Online Homework

Define Scalar

 In math, the scalar defines the real numbers and it is used in linear algebra. In vector space, the scalar is related to the vector. It is referred as numerical quantity. The scalar product is performed in vector space. The scalar part is representing the real component of vector. Now we are going to define about scalar.

Explanation for Define Scalar


Define scalar:

                      A scalar is a number and it defines the real number in algebra. It is related to vectors and represented through the scalar multiplication. The scalar is an element in vector space.


Define scalar as vector component:


                          The vector components are called as scalar and fundamental theorem of linear algebra is deriving the scalar values in vector space.


Define scalar product:


                         The multiplication of two vectors is called as scalar product. The scalar product creates the new vector. It is also called as inner product. For example, `veca` = 2 `veci` + 3 `vecj` + 4 `veck`and `vecb` = 5 `veci` + 6 `vecj` + 7 `veck` . The scalar multiplication is performed as `veca` . `vecb` = (2 `veci` + 3 `vecj` + 4 `veck` ) . (5 `veci` + 6 `vecj ` + 7` veck` ) = (2.3) + (3.6) + (4.7) = 6 + 18 + 28 = 52.


Looking out for more help on definition of scalar in Physics by visiting listed websites.


More about Define Scalar


Example problems for define scalar:

Problem 1: Find out the scalar multiplication value of vectors `veca` = -5 `veci` - 2 `vecj ` + 3 `veck` and `vecb` = 2 `veci` + 7` vecj` + 4 `veck` .

Solution:

The given vectors are `veca` = -5 `veci` - 2 `vecj` + 3 `veck` and `vecb` = 2 `veci` + 7 `vecj` + 4 `veck` .

Scalar multiplication is performed as,

`veca` . `vecb` = (-5 `veci` - 2 `vecj` + 3 `veck` ) . (2 `veci` + 7 `vecj` + 4 `veck` )
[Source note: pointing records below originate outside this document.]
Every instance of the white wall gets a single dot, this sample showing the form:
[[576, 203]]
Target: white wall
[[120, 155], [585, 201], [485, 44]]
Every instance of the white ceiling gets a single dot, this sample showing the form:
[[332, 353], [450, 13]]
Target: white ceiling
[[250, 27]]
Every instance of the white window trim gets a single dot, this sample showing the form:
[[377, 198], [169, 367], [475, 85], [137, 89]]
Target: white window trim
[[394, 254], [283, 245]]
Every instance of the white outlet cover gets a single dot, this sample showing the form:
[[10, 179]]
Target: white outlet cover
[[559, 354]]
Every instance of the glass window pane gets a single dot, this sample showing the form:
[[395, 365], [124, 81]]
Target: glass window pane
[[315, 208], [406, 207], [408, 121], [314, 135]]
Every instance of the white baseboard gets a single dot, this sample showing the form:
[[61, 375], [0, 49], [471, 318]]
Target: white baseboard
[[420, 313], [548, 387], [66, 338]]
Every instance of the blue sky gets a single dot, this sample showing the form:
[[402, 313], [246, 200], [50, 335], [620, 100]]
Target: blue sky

                   = -10 -14 +12 = -12.

Therefore, the scalar multiplication value is -12.

Problem 2: Find out the scalar multiplication value of vectors `veca` = 4 `veci` - 7 `vecj` + 2 `veck` and `vecb` = 3 `veci` + 4 `vecj` + 1`veck` .

Solution:

The given vectors are `veca` = 4 `veci` - 7 `vecj` + 2 `veck` and `vecb` = 3 `veci` + 4 `vecj` + 1 `veck` .
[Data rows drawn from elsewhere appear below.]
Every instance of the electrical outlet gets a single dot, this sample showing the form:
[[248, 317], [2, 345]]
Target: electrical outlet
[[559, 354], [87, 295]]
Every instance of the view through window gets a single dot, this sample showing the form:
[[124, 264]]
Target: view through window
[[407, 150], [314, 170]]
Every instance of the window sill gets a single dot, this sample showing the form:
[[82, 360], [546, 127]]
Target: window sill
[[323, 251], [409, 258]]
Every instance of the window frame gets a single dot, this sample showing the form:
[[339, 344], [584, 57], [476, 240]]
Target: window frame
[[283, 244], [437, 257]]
Scalar multiplication is performed as,

`veca` . `vecb` = (4 `veci` - 7 `vecj` + 2 `veck` ) . (3 `veci` + 4 `vecj` + 1 `veck` )

                   = 12 - 28 + 2 = -14..

Therefore, the scalar multiplication value is -14.


I would like to share this video Vectors Scalars keep reading my blogs for more.


Exercise problems for define scalar:


1. Perform the scalar multiplication in given vectors.

`veca ` = 1 `veci` + 3 `vecj` + 5 `veck` and `vecb` = 4 `veci` + 2 `vecj` + 8 `veck`

Solution: The scalar multiplication value is 50.

2. Perform the scalar multiplication in given vectors.

`veca` = 5 `veci` + 2 `vecj ` + 9 `veck` and `vecb` = 2 `veci` + 3 `vecj` + 4 `veck`

Solution: The scalar multiplication value is 52.


Students can also get help on What is Uniform Motion? involving different topics from the online tutors.